Objectives: To describe the ultrasound (US) features of intraligamental myomas (IMs) using Morphological Uterus Sonographic Assessment group standardized terminology.

Methods: This was a retrospective monocentric study. A total of 125 consecutive women with a preoperative US diagnosis of a myoma located close to the uterine isthmus (International Federation of Gynecology and Obstetrics stages 5, 6, and 7) from 2016 to 2019 who underwent laparoscopic or laparotomic myomectomy or hysterectomy were included for study analyses. The US data were retrieved from US reports and stored digital images by 2 authors. Ultrasound features of myomas were described according to Morphological Uterus Sonographic Assessment terminology. Clinical data for the study population were retrieved from the patients' records.

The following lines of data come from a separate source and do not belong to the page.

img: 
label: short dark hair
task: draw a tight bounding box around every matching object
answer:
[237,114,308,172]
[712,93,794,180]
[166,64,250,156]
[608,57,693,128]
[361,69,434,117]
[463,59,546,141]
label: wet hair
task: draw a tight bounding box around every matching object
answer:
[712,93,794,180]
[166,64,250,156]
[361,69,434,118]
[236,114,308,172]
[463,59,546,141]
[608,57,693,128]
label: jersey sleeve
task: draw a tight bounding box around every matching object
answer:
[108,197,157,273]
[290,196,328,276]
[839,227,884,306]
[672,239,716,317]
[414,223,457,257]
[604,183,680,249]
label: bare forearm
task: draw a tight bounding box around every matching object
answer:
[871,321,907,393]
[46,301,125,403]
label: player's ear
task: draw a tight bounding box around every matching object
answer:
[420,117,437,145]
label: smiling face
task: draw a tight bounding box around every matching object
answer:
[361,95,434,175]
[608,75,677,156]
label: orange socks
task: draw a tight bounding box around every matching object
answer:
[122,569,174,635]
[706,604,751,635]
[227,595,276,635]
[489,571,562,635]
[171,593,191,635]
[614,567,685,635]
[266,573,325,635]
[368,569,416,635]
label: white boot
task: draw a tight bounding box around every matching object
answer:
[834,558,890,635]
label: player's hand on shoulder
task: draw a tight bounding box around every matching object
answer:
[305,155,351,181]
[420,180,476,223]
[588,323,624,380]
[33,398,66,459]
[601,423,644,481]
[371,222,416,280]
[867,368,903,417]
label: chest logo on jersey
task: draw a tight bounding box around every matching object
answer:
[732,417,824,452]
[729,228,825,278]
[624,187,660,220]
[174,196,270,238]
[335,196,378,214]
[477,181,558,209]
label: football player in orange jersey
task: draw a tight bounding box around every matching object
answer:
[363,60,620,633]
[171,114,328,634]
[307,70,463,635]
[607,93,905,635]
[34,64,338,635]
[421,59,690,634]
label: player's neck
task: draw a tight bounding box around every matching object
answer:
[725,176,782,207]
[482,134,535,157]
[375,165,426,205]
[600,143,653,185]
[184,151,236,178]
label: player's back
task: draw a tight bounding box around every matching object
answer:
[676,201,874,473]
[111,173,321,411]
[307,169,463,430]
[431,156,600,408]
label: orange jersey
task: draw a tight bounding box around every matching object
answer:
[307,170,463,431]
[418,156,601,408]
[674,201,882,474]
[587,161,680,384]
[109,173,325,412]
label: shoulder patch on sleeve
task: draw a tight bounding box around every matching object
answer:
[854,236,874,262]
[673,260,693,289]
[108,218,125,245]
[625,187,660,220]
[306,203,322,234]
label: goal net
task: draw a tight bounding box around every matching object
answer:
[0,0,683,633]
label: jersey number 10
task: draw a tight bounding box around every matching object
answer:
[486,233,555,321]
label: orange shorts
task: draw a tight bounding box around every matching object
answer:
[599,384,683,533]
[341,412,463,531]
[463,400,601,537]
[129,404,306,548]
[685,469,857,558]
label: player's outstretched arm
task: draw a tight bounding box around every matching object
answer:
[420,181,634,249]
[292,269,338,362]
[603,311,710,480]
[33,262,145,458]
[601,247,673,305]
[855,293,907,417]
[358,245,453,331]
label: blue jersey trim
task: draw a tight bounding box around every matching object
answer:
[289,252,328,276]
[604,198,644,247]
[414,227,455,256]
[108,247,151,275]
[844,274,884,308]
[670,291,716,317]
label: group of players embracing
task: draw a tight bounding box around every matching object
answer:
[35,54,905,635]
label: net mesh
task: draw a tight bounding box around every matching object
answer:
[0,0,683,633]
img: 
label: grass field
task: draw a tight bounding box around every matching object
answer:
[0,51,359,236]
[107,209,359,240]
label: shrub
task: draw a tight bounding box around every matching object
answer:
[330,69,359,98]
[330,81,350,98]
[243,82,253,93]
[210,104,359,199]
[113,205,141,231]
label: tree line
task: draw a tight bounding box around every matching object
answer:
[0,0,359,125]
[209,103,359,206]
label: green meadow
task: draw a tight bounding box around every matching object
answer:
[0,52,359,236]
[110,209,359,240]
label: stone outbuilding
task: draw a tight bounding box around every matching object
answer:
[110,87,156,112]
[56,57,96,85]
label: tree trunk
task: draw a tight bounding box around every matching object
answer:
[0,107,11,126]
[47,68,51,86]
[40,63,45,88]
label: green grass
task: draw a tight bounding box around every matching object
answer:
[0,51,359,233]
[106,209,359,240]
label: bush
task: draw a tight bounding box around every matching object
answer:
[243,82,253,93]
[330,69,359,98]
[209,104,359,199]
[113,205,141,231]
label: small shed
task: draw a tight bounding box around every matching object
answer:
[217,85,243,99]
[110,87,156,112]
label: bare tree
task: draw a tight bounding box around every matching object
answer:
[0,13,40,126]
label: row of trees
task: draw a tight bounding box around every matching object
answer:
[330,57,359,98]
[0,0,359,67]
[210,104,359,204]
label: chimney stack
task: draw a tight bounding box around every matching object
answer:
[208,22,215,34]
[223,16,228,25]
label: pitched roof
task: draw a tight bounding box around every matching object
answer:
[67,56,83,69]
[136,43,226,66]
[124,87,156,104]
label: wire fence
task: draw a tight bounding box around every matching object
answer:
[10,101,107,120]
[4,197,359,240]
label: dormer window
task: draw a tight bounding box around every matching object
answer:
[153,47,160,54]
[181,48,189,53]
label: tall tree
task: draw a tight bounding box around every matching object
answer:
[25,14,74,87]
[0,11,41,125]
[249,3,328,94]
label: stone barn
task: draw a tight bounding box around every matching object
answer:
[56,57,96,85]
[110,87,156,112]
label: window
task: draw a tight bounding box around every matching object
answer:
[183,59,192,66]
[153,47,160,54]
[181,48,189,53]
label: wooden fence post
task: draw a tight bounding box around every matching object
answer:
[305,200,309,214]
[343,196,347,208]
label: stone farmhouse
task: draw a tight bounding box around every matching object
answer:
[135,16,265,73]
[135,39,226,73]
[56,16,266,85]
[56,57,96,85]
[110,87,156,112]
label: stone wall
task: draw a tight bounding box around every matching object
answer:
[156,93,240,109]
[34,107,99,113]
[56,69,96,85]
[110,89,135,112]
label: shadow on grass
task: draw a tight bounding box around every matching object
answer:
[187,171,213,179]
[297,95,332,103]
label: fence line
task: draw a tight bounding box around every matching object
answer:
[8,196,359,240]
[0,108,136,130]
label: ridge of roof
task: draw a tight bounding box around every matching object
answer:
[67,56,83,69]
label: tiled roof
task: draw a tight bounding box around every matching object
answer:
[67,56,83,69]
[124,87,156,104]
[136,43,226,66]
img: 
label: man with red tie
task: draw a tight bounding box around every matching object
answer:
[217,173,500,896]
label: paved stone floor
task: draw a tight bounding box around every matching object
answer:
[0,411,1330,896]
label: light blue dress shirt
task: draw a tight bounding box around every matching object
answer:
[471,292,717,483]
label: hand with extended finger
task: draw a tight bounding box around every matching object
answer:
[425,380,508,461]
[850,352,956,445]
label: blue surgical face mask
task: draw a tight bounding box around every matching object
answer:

Results: Nineteen women with a surgical confirmation of an IM were included in the study group; the remaining population constituted the control group (n = 106). Non-uniform echogenicity was detected in 17 of 19 (89%) of IMs compared to 26 of 106 (25%) fibroids in the control group (P < .001). The presence of shadowing was detected in 12 of 19 (63%) IMs compared to 94 of 106 (89%) cases in the control group (P = .004). Intraligamental myomas were more vascularized tumors compared to myomas in the control group (P = .004). Transvaginal US showed high specificity for the diagnosis of an IM (0.93; 95% confidence interval, 0.87-0.96).

Conclusions: On US imaging, IMs appear as vascularized solid tumors with nonuniform echogenicity; cones of shadows were less frequent in IMs than the control group, and this finding can help in the differential diagnosis. Knowledge of their specific US features could help sonographers make an accurate diagnosis, allowing them to plan correct surgery and avoid severe complications.